Still, Bad Pharma is short on practical prescriptions for reform. It is not until the last ten pages that Goldacre acknowledges that, unlike the corporations marketing cigarettes or oil, drug companies are manufacturing products that save lives and alleviate pain for billions of people. “Medicines are made by commercial organisations, that is the reality, and they often produce good medicines,” he concedes. The first step in diminishing big pharma’s distortions of research, we are told, is to clearly identify all the relationships that exist between the researchers and the manufacturers, a policy that is already enforced in some parts of academia and the academic press (though usually in a spotty, inconsistent way).

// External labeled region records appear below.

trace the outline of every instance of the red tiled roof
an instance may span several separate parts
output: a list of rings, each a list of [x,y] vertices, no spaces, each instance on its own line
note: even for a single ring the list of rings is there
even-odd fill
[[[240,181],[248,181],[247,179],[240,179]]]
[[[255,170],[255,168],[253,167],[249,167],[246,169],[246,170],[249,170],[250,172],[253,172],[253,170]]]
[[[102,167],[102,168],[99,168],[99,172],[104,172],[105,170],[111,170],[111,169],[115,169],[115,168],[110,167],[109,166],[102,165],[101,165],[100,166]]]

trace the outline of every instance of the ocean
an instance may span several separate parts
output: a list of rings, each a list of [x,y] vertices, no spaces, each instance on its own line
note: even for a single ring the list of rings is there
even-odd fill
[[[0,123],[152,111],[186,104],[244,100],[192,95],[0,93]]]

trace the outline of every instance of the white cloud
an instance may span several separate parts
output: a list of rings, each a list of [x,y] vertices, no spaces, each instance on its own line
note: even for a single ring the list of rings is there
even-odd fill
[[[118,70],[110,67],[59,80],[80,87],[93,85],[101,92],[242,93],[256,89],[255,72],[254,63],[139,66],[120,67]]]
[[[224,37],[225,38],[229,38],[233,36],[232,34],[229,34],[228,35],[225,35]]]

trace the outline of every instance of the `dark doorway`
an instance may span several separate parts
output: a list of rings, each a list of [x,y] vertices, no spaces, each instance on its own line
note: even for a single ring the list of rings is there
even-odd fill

We are also told that a majority of research is sponsored by drug companies, and that studies have found that doctors are more distrustful of data from studies in which these conflicts of interest are clearly disclosed. Goldacre never teases out the implications of this finding, nor does he address the thorny conflict between the need for well-funded research and the attendant difficulties it presents—let alone any plan to develop alternative sources of R&D and funding for new drugs. Goldacre acknowledges, toward the end of the book, that there is a difference between the appearance of a conflict of priorities and a demonstrable pattern of undue influence in research—though there is plenty of both to go around in contemporary medicine. It is not always helpful, however, to assume that everything the pharmaceutical industry touches is toxic. Goldacre’s ideas for how to promote transparency and counter the actual influence of industry are very good ones—but the stubborn appearance of a conflict of interest seems unavoidable, barring a complete overhaul of the drug business. In the meantime, though, we can at least take one step in the right direction: Doctors should buy their own pens.
Chris Wilson is a Yahoo! News columnist.